Credit control, also known as credit polices, involves the policies implemented by companies to speed up sales of goods or services via the extension of credit. This credit control is often accompanied by financial management systems such as credit risk management, credit scoring and credit risk management.
However credit control is an essential management tool for many business sectors because it enables businesses to get fast access to credit which could be very critical in certain situations. For instance fast credit may be required to meet short-term cash requirements, for instance during seasonal promotions or for long term projects, such as purchases of plant and equipment or supplies that are used to maintain and run a company’s operations.
The process of credit control policies consists of three separate elements. These include collection activities, credit control policies and credit-based customer relationship programs. Collection activities include those activities that are used to recover debts from consumers.
Collection activities can be done directly by a company such as by a collection agency or broker, or they can be undertaken by third parties such as collection agencies or brokers. Examples of collection activities include call centers, telemarketing, debt collection and debt collecting.
A credit control policy is then designed to control any debt recovery activities that do not relate to collecting a debt. This includes activities such as foreclosure, repossession and bankruptcy. Any credit control policy should therefore contain a mechanism for encouraging prompt payment of debts by consumers. If this is done, a good credit history will be achieved because debts will be recorded on a credit record which remains for seven years.
Another element of credit control is to ensure that any credit record that is considered is set against a consistent credit record. This will mean that if the same debtor goes into default one time with a debt then this is reflected in the credit record, even if it has been paid off previously. It is then up to the lender to determine whether or not to place the record into the credit record so that when it is looked at next time a lender will see a similar pattern of behavior.
In practice most lenders are able to ascertain a pattern of poor credit history quite quickly by looking at the credit control policy that has been put into place. When an inquiry is made into your credit file by a lender on the credit control company that has monitored your file will show whether or not the request was denied.
They will also show the reason why the request was denied and the reasons why the request was subsequently denied. The credit control company will then consider whether to extend credit to the consumer based on the information that they have from the three main credit bureaus.
The credit control policies that you get yourself into are very important.
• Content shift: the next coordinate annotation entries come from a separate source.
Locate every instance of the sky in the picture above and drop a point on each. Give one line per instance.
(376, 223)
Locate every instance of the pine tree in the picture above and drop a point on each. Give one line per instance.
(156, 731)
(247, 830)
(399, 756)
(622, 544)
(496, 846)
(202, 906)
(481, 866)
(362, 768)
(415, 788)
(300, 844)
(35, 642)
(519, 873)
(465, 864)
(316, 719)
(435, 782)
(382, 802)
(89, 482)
Most lenders tend to lend to those that they feel they can reasonably expect to repay. Therefore, a good credit control policy can help you to prevent the possibility of them extending credit to you when you are not in a position to repay it. However, there are times when a lender is forced to extend credit even if you do not have a good credit history.
One example of such a situation would be when you are involved in a car accident and are required to make a claim. Normally you cannot be expected to make another claim for a certain period of time. However, if you have not complied with your credit policy for this time then your credit policy company can give you a cash discount for making the first claim. The cash discounts for first time claims are normally quite substantial.
There are other situations where you may be able to extend credit during a period of time when you are not in a position to meet repayments. For example, you could use a personal loan to pay off a charge off that you have already paid off.
Another example where you could use a cash discount to extend credit is if you were renting property and defaulting on the rent payments. These are just some of the ways that you can use credit control to keep your finances under control. Although credit control is difficult to maintain at times due to credit defaults, it is always better than falling into default.